Answer: Claude Lévi-Strauss
2. First published in 1949, this book examines the incest prohibition, marriage exchange, and the dichotomy
between culture and nature, and was later elaborated in the author's Structural Anthropology.
Answer: The Elementary Structures of Kinship or Les Structures élémentaires de la parenté
3. This 1955 work is considered Lévi-Strauss's most personal, which is unsurprising, since it is his autobiography.
Answer: Tristes tropiques
18. Name these trail-blazing mathematicians FTP each.
1. In the 1590's, this Frenchman, who coined the terms "negative" and "coefficient," introduced algebraic notation,
using consonants for established quantities and vowels for unknowns.
Answer: François Viète
2. This Englishman followed up on Napier's work, introducing the common or base 10 logarithm in 1624's
Logarithmical Arithmetic. He also developed the modern method of long division.
Answer: Henry Briggs
3. He calculated that pi was 377 over 120, as he relates in the Almagest.
Answer: Ptolemy
19. Answer these questions about a poet FTP each.
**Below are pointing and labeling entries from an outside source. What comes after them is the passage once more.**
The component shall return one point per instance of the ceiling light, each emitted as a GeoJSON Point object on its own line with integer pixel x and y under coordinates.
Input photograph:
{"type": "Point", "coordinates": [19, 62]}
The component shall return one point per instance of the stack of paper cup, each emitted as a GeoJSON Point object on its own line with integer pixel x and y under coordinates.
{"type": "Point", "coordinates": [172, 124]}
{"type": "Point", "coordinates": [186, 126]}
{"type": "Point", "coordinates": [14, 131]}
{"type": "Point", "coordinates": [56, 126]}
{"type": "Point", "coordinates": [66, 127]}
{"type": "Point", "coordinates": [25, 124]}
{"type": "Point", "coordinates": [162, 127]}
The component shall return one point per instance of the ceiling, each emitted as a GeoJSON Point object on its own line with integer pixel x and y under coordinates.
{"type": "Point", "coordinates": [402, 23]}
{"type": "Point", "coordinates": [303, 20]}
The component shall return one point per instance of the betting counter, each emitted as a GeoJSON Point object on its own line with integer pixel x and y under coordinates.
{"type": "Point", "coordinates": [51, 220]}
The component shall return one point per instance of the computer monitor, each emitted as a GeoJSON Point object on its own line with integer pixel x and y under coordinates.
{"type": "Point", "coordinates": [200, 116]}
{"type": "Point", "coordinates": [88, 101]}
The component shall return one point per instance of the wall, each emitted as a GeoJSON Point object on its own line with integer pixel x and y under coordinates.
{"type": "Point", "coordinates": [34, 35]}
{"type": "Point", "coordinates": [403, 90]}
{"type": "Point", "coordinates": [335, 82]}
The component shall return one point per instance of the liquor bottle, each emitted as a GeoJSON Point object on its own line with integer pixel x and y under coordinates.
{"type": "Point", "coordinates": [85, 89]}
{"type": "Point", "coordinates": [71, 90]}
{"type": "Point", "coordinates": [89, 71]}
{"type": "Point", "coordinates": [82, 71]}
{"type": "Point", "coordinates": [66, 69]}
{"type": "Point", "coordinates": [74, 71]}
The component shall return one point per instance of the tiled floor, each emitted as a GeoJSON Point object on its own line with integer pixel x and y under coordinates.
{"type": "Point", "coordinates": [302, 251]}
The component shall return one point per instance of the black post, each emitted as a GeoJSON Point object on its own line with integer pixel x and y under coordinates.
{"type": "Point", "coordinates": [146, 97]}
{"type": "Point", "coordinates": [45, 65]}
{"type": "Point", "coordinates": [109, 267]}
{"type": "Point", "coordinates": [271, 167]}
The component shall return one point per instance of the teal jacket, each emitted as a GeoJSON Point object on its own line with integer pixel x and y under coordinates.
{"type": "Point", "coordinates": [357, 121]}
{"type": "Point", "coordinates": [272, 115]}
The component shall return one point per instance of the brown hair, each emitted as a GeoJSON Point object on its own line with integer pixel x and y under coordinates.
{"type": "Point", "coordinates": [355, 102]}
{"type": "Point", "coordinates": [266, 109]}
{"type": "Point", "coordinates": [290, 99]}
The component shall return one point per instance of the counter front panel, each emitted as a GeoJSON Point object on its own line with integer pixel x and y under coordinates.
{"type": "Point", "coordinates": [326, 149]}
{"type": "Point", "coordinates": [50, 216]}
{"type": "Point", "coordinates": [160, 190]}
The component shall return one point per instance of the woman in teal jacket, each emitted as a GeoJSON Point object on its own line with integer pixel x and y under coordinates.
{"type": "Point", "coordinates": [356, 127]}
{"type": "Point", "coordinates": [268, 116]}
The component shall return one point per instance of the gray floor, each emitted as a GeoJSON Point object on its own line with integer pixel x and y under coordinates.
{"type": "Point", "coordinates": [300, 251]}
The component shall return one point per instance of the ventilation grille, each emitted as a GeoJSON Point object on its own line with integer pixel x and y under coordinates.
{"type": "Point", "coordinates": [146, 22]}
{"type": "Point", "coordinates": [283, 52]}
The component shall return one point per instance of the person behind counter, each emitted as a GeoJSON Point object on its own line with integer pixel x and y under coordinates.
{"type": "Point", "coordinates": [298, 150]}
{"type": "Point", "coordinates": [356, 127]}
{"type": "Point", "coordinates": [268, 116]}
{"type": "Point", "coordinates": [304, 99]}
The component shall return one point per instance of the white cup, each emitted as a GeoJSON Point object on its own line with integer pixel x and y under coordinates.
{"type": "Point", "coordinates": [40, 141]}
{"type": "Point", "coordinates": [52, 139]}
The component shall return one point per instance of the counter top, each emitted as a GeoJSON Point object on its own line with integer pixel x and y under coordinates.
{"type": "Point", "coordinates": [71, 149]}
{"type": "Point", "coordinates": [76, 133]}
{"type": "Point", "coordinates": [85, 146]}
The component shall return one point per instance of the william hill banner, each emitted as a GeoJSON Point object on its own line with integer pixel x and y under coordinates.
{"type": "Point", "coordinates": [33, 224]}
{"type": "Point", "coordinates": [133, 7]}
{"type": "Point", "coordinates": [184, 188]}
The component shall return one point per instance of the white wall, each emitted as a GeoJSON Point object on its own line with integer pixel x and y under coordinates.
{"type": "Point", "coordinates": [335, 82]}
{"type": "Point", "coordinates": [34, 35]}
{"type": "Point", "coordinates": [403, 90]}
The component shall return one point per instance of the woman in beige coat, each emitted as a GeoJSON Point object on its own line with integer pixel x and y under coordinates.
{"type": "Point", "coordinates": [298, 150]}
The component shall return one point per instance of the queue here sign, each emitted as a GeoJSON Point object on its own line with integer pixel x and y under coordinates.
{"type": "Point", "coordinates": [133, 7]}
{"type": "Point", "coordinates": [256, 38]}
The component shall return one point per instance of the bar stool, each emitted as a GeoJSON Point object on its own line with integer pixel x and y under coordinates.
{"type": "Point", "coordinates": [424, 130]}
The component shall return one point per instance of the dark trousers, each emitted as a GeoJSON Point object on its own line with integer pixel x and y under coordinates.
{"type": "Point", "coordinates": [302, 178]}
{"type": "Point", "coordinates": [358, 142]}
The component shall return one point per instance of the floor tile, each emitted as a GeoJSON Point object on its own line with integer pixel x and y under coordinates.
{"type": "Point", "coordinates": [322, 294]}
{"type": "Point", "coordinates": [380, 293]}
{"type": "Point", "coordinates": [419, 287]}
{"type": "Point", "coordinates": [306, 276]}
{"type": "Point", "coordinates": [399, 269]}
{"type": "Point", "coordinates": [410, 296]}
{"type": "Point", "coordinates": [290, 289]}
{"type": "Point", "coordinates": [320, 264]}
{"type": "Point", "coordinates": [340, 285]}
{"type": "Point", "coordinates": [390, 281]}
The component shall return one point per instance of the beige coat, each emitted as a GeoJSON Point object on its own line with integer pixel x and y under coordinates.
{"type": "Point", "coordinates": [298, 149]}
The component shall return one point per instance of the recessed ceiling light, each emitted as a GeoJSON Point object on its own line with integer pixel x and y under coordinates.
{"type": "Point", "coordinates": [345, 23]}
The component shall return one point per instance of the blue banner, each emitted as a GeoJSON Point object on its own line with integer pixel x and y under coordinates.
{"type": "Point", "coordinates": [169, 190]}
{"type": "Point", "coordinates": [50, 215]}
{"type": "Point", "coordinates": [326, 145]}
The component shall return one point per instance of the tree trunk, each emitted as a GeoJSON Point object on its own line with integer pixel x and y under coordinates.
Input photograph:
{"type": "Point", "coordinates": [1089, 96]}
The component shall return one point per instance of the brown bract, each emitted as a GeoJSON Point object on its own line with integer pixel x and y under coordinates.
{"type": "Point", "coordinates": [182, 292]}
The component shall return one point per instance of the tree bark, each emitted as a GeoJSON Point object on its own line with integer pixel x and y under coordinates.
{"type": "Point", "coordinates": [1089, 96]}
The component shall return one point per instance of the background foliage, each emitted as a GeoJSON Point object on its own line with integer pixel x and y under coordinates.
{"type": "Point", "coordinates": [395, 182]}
1. He produced one of the earliest commentaries on the Divine Comedy, and had a professorship devoted to
expounding the works of Dante. His lesser known works include a treatise on the genealogy of the gods and a
number of philosophical essays in Latin.
Answer: Giovanni Boccaccio
2. This poem of Boccaccios, written in ottava rima, tells the story of Troilus and Cressida.
Answer: Il Filostrato
3. Like Il Filostrato, this poem greatly influenced Chaucer, who adapted its tale of Palamon and Arcite in The
Knights Tale.
Answer: the Teseide
20. Answer these questions about an English courtier, for the stated number of points.
1. 10 points: After serving as privy councillor and earl marshal, he was made lord-lieutenant of Ireland in 1599, but
his period in office there was a failure and he was imprisoned and executed two years later.
Answer: Robert Devereux or Robert, Second Earl of Essex
2. 5 points: What English monarch did Robert Devereux serve?
Answer: Queen Elizabeth I
3. 15 points: In 1590, Devereux married the widow of this poet.